Under Legislative Threat Univ. Pulls Out of Midnight Porn Screening


ANNAPOLIS (April 2, 2009)—Under pressure from a heated legislature, the University of Maryland on Thursday cancelled a screening of a porno flick in which busty pirates set sail on the "missionary ship" to thwart a plan for world domination.

"Pirates II: Stagnetti's Revenge," had been scheduled for a Saturday showing at the campus' Hoff Theater, after a brief presentation on safe sex by Planned Parenthood. But the flick, complete with sword fights and an orgy, is one stimulus package legislators aren't ready for.

Sen. Andrew Harris, R-Baltimore County, introduced an amendment during a budget debate Thursday that would ban state universities from receiving general funds if they show porn, sparking vigorous debate in the Senate quelled only by elementary school-aged onlookers in the gallery.

"It seems like this must be the only day for elementary schools to be down here," said Sen. Nancy Jacobs, R-Cecil, who argued porn objectifies women in the eyes of men. "I hope (the students) learned something."

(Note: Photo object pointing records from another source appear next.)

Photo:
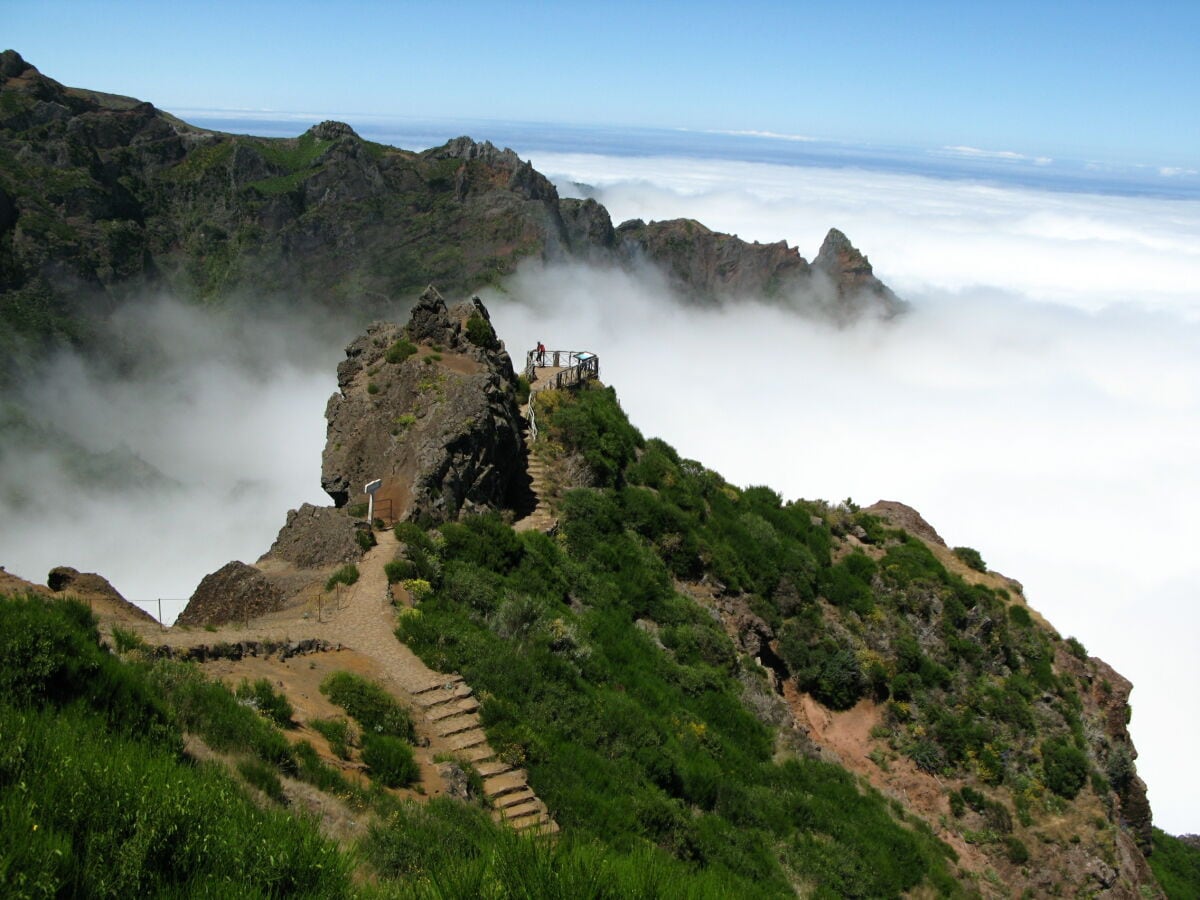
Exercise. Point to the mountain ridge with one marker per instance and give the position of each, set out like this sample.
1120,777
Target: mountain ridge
105,198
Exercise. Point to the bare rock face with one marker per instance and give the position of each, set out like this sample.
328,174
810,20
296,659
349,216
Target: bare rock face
431,411
713,265
852,277
233,593
906,517
89,586
315,537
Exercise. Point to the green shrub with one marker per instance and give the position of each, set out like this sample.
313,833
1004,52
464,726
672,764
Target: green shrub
389,760
365,539
400,570
1077,649
1017,852
125,640
376,711
337,732
1020,616
346,575
481,334
400,351
1176,865
267,701
1065,765
971,558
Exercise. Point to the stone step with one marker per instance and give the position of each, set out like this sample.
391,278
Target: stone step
477,755
439,694
491,768
527,821
437,712
456,725
508,783
510,803
468,739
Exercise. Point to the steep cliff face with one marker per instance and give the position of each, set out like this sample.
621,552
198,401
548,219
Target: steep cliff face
430,408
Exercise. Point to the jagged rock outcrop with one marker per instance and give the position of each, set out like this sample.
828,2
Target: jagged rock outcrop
904,516
233,593
89,586
853,279
715,268
316,537
714,265
430,408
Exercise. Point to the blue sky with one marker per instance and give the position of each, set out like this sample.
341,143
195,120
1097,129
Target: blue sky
1105,81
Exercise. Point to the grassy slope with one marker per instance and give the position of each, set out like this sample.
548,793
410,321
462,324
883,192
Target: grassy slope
1176,865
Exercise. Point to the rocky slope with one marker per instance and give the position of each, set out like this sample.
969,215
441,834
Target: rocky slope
103,198
431,409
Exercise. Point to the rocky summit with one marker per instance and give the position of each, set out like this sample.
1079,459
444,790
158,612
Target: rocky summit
429,408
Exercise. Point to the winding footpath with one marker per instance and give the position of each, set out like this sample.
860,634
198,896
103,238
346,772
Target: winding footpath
364,621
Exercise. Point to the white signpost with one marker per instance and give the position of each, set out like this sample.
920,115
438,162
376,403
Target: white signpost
369,490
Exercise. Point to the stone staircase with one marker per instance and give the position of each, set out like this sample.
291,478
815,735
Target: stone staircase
451,709
543,516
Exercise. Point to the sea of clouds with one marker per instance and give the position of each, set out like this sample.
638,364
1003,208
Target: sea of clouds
1039,402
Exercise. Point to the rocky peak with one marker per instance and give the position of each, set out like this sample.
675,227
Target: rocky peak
329,130
12,65
463,148
852,275
429,408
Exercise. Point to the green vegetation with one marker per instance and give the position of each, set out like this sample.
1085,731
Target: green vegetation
389,760
263,697
96,797
346,575
481,334
1176,864
337,732
376,711
642,745
400,351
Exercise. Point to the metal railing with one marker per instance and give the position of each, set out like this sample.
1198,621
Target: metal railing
576,366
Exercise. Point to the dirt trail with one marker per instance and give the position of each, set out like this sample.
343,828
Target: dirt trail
361,621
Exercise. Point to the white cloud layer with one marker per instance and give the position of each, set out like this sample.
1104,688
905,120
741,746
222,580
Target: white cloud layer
1041,402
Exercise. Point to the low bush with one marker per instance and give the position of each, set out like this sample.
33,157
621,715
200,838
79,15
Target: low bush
376,711
481,334
263,697
400,570
337,732
389,760
1065,765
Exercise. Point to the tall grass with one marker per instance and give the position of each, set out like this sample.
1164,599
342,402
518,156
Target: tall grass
96,798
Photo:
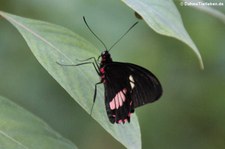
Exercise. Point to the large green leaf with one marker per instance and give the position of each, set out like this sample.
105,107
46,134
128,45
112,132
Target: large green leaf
19,129
50,44
163,17
205,8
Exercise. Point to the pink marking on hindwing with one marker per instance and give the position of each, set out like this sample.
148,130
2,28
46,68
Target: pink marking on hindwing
102,70
118,100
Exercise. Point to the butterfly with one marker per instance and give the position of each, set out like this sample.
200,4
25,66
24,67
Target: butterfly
127,86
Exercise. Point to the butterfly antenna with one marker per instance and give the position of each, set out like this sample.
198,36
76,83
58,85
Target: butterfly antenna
123,35
94,33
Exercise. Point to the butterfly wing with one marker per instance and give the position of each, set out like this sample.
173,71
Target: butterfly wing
128,86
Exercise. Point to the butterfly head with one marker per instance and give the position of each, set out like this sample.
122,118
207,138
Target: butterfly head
106,57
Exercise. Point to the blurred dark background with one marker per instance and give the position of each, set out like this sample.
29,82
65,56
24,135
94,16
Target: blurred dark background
191,112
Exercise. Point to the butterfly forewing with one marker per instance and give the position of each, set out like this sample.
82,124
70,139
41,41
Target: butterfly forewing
128,86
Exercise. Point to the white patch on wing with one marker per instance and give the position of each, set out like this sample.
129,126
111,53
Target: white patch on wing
118,100
131,81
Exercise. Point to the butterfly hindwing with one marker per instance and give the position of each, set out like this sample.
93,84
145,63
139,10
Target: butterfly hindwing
128,86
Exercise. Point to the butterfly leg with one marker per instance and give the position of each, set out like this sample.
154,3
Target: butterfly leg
95,93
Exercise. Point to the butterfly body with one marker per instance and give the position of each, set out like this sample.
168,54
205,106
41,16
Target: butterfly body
127,86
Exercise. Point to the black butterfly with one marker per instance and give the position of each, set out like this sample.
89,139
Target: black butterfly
127,86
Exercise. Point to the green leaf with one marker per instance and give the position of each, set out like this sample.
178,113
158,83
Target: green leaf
215,13
163,17
50,44
19,129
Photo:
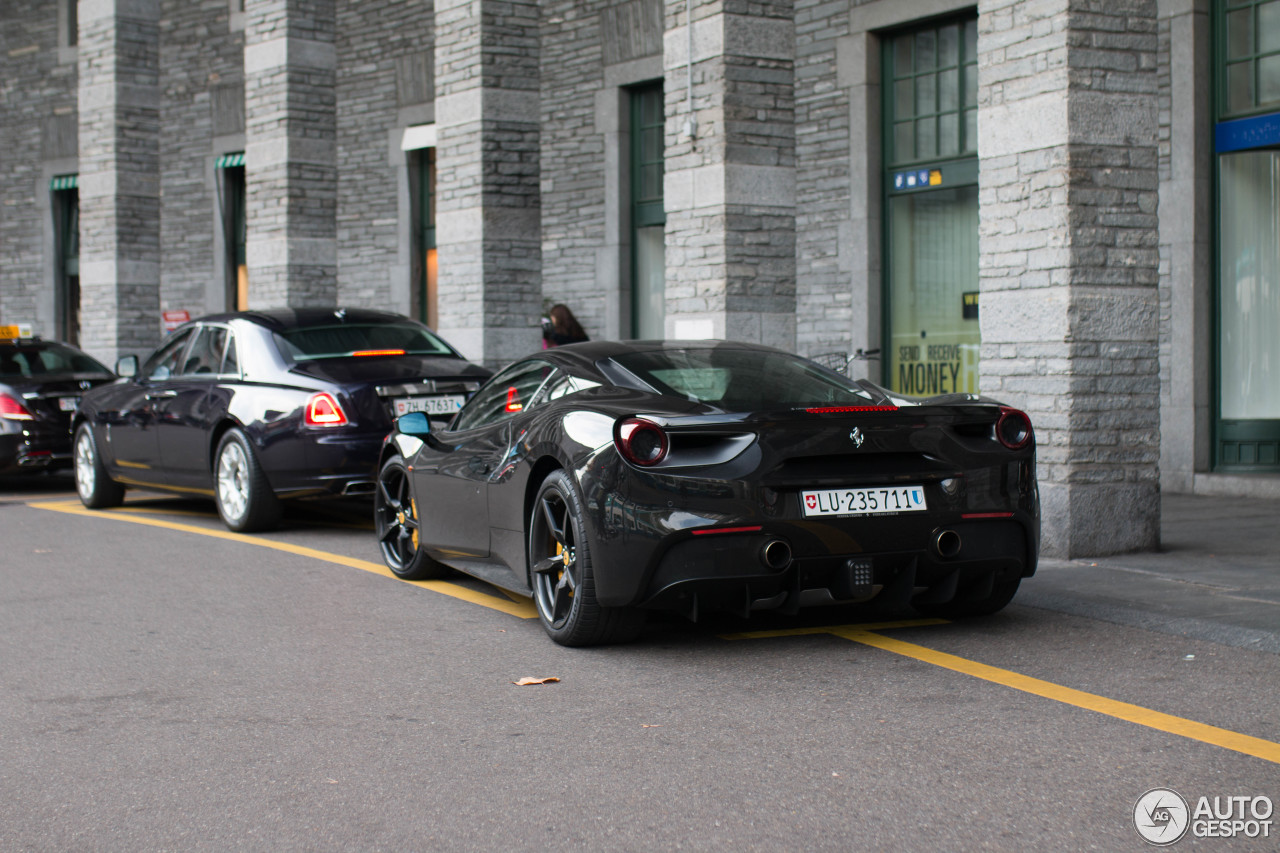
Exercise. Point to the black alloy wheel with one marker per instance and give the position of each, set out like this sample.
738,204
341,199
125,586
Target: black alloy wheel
95,488
396,520
562,576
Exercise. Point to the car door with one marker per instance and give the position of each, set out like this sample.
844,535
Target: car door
132,432
452,478
190,410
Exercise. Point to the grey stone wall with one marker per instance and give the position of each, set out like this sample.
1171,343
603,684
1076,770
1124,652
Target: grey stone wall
488,224
574,203
1185,243
1069,258
384,67
824,272
119,176
730,188
201,81
291,153
37,140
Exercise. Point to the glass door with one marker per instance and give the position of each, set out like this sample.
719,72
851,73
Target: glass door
931,209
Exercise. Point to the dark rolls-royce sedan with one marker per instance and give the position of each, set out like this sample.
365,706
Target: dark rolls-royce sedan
256,406
606,479
41,383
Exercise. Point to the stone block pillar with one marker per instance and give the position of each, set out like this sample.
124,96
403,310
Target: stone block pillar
1069,256
291,154
119,176
487,208
730,170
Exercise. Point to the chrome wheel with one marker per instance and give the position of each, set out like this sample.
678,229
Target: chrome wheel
233,479
96,489
86,465
245,496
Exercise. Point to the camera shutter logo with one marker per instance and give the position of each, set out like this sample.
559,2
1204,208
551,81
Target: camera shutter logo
1161,816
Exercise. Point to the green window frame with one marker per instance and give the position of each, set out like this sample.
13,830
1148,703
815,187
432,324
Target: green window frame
67,297
1248,56
932,92
648,210
1246,218
423,177
929,103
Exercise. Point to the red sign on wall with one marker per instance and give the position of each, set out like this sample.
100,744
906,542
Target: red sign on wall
173,319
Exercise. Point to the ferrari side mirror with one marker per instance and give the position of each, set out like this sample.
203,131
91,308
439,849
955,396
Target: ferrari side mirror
415,423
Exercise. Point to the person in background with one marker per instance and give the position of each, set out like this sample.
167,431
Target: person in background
562,328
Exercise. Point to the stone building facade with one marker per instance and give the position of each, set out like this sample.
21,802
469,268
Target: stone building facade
1022,197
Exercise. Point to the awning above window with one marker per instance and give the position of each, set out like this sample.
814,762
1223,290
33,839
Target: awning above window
419,136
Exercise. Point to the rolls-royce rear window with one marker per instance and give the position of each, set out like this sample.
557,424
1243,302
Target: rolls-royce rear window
359,340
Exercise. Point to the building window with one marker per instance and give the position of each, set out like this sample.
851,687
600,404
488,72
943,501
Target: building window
425,301
68,23
65,208
648,215
419,144
1247,142
931,209
232,190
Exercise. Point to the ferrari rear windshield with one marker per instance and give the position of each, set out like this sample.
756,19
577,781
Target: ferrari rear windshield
32,360
741,379
357,340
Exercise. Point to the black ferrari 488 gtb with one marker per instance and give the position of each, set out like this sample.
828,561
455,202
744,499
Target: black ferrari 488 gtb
606,479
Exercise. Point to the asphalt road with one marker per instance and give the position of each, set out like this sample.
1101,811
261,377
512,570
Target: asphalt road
170,687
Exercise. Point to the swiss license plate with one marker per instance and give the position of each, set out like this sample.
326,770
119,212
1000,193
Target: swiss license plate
877,501
446,405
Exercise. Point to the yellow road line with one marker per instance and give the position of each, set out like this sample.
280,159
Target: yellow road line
828,629
521,609
1136,714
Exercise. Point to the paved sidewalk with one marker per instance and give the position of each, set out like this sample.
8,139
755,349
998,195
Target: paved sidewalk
1216,576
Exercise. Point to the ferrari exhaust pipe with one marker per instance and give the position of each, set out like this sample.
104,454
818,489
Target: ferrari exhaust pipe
947,543
776,553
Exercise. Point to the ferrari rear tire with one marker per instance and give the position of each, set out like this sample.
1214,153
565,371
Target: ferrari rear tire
397,523
245,497
563,576
95,488
1001,593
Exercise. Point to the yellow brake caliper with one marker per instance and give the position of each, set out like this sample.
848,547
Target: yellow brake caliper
412,506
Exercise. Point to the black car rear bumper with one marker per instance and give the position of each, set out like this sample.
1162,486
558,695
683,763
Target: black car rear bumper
741,573
741,547
33,450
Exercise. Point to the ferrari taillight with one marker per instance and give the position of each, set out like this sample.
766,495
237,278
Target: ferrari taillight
641,442
1014,428
323,410
13,410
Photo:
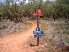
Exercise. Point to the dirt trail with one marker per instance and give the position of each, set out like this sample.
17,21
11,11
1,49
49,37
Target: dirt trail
12,42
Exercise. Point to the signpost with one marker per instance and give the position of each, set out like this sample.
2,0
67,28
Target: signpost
38,33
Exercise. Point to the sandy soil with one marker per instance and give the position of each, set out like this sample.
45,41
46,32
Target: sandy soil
15,43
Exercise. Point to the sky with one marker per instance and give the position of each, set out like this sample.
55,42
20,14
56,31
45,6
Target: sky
21,0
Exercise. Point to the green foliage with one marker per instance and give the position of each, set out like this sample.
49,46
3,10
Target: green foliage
56,9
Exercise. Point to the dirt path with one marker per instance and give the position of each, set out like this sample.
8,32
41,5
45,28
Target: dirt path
13,43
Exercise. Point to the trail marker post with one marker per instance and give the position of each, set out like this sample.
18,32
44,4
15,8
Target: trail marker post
38,33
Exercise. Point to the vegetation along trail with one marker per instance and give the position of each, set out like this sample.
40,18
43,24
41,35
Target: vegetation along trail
13,43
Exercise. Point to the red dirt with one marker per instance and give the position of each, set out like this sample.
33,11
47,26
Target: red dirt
15,43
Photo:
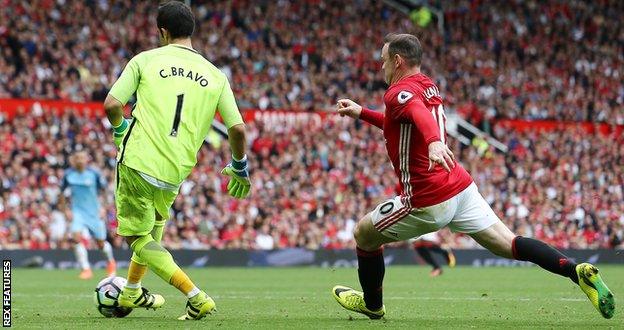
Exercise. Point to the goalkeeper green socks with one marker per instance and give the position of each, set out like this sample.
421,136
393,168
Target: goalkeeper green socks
158,259
161,262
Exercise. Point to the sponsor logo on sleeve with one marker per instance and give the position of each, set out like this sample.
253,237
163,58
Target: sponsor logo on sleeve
404,96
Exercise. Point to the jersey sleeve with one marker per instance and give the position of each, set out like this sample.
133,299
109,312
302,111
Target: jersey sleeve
372,117
227,107
128,82
404,105
99,180
64,183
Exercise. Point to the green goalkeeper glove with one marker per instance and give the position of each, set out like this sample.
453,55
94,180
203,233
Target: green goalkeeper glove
239,185
120,131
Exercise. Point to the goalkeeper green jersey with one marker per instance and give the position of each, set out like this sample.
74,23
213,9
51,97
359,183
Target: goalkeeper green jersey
178,92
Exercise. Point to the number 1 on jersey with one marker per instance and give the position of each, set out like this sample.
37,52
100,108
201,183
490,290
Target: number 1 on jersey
176,119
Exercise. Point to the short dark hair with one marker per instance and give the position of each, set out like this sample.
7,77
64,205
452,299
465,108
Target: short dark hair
406,45
177,18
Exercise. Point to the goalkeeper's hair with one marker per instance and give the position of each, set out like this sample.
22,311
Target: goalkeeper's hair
177,18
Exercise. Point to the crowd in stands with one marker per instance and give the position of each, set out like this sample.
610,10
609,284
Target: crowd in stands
312,180
492,59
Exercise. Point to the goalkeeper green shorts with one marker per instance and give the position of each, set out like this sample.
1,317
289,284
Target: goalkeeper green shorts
138,201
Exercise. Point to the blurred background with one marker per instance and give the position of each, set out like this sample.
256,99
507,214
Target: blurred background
534,92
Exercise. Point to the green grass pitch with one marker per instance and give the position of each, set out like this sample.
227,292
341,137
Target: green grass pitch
299,298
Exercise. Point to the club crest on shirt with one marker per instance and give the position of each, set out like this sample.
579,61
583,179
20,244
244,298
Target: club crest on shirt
404,96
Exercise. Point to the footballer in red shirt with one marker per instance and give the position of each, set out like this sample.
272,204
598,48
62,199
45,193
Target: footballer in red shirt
435,190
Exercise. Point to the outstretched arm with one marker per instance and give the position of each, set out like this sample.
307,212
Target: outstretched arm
346,107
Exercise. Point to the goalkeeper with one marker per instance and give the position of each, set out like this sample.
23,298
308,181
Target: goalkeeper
178,92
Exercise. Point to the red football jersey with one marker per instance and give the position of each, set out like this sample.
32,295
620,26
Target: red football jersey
414,118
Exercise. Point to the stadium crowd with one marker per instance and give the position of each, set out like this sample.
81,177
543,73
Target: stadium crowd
494,59
309,188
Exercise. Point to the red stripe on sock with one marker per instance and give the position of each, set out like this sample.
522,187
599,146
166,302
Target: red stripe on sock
513,248
368,254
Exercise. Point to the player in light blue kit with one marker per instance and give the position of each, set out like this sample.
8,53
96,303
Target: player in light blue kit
83,184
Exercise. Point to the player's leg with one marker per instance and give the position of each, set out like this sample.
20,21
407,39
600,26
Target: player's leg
424,250
138,268
476,218
447,253
135,216
501,241
199,303
391,221
371,270
98,230
137,204
80,251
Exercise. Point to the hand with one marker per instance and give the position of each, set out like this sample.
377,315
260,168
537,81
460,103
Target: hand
120,131
239,185
440,154
346,107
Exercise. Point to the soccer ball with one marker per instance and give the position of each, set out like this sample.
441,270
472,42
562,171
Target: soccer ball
105,297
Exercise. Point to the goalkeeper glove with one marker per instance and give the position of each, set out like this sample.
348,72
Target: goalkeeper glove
239,185
120,131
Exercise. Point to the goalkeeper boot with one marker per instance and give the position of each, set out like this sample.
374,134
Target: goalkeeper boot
86,274
354,301
198,307
596,290
111,268
450,258
140,298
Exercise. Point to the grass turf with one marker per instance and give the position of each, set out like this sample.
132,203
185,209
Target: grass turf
300,298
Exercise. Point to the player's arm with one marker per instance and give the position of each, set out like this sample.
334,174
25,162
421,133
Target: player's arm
100,181
119,95
416,111
346,107
62,201
239,185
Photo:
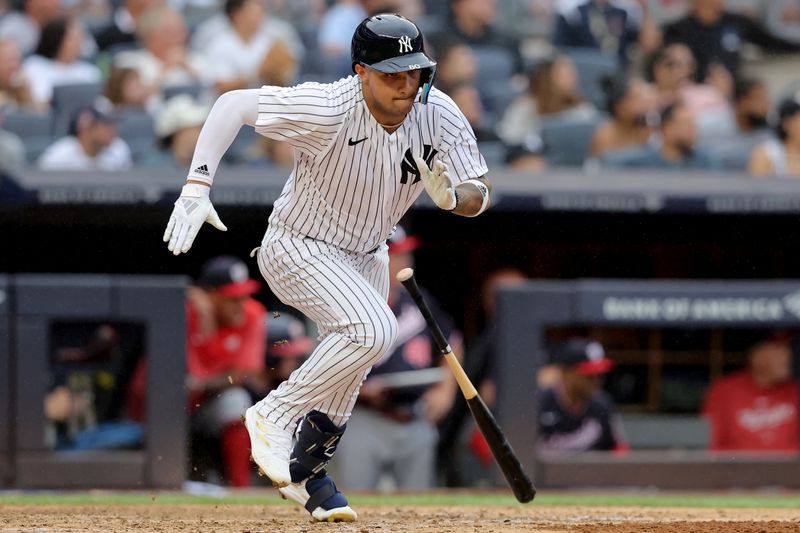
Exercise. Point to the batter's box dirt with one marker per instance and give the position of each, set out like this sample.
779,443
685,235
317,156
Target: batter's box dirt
283,518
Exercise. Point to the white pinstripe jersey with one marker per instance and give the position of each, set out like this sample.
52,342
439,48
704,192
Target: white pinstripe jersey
352,181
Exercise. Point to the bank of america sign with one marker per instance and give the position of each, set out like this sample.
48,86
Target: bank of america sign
721,309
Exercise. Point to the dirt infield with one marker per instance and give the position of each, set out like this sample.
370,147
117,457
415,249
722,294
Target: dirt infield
284,518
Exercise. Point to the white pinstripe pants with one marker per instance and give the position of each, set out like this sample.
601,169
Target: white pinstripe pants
345,294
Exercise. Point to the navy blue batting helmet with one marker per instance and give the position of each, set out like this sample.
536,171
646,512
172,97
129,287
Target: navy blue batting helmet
390,43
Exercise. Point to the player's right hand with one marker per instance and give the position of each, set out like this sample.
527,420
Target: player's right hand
438,183
192,208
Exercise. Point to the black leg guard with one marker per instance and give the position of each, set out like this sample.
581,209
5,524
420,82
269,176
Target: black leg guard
317,439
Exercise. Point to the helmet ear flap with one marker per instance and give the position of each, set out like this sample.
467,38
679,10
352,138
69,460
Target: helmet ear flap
425,83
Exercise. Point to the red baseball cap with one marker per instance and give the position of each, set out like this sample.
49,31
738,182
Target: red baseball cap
228,275
587,357
400,242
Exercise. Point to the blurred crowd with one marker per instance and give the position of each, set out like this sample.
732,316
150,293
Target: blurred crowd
115,84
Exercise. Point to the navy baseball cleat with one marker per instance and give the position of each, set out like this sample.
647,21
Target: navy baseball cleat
319,495
312,487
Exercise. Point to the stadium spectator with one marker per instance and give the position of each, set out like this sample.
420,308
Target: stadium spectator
634,113
552,90
780,157
56,60
165,60
23,26
672,69
606,25
472,22
91,144
11,193
455,64
242,56
752,107
125,90
335,32
715,36
393,427
756,409
15,90
576,415
178,125
519,157
676,149
226,346
121,30
276,29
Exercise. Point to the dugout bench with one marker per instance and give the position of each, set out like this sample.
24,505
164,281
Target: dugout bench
36,304
525,314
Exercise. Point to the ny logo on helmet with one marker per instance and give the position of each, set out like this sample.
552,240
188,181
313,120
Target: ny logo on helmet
405,44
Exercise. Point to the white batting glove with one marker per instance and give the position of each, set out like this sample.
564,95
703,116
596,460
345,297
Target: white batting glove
192,208
437,182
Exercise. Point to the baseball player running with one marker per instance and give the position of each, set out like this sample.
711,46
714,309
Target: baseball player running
365,147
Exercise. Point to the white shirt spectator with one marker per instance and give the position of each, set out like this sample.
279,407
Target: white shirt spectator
277,29
21,28
151,69
44,74
67,154
231,58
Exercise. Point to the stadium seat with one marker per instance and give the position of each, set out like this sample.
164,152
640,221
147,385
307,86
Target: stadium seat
592,66
136,129
34,129
67,99
566,139
666,431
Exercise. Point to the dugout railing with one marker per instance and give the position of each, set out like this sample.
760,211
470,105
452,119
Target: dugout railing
42,304
525,314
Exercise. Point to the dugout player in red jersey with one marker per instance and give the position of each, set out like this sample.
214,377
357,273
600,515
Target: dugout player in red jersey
225,348
756,409
575,415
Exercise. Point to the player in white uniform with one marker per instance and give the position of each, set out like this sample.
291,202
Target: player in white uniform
365,147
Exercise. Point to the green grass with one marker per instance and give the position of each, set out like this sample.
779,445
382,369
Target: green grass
439,499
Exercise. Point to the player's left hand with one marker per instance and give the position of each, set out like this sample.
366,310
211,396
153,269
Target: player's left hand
438,184
190,211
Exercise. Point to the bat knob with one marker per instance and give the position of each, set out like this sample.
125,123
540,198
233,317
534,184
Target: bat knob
405,275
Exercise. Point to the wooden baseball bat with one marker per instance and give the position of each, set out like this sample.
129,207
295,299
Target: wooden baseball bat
509,463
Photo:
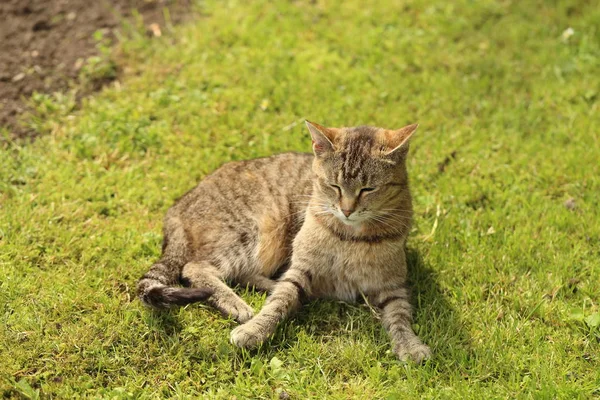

"I hope they didn't," said Senate President Thomas V. Mike Miller Jr., D-Calvert, who paused the debate because of the children.

Others said that while pornography is dangerous it may be safer than other full-contact sports.

"A lot more people get injured playing football than watching pornographic movies," said Sen. Jamie Raskin, D-Montgomery, who argued it's not the responsibility of politicians to flout First Amendment rights by dictating what movies are shown by universities.

Adella Curry, the director of marketing and public relations for Digital Playground, the producer of the film, said senators were overreaching in their attempt to encourage the university to cancel the showing prematurely.

"This isn't being shoved down anybody's throat," she said of the movie, which was given free to the Hoff Theater to be seen by students who wished to purchase tickets. "I think this is stepping on students' First Amendment rights."

Curry said the university and the legislative body squandered an opportunity to accept advances in the national dialogue about sexuality.

"(The screening) was an opportunity to bring together 500 students to talk about sexuality, the shift in society and the women's revolution," she said. "To deny students that based on old fashioned morals and ideas is horrific."

Attempts to reach several university officials were unsuccessful. Lee Tune, associate director of university communications, referred Capital News Service to Millree Williams, senior director for public affairs strategy. Williams could not be reached for comment.

The pirates could have been a boon to the Hoff Theater, too, which Wednesday had pre-sold more than 50 tickets.

"(The movie) can help boost our budget for next year," said senior Alex Campbell, who voted-in favor of the film as a member of the theater's student programming committee.

Campbell said that after some back and forth with committee members over whether the screening complied with the mission statement, the group voted unanimously to get in on the action. He expected all 550 seats to sell out.

He was probably right.

Nearly five years ago, the university screened the groundbreaking pornographic film, "Deep Throat," to a packed house, followed by a panel discussion on the evolution of pornography in cinema. "Pirates II: Stagnetti's Revenge" recently received rousing applause from thousands of students on its college circuit tour to Northwestern University, Carnegie Mellon University and UCLA, among others.

The movie may be offensive, but it's giving the students what they want, said Lisa Cunningham, program coordinator for the Hoff Theater, which rents its own space and generates its own income, receiving only a small portion of Student Union activity fees.

Cunningham said students lobbied for years "to show another hard-core film." They would've gotten their wish Saturday, with a side of education, if university officials hadn't pulled out of the midnight screening.

Laura Meyers, CEO and president of Planned Parenthood's Metro Washington chapter was grateful for the opportunity to school students in ways to prevent sexually transmitted diseases and make responsible sexual decisions, although she wouldn't have stayed for the show.

"The only pirates I like are the Pirates of the Caribbean," she said, and Planned Parenthood does not endorse or support pornography in any way.

Still Meyers was willing to swallow her distaste for the film, recognizing the showing could have been a unique opportunity to reach a large number of students.

"We need to use all the tools in our arsenal to reach students where they are," she said.

But Maryland legislators refused to take it lying down.

"There's nothing healthy about it," said Harris. "There's nothing fun about it."

Capital News Service contributed to this report.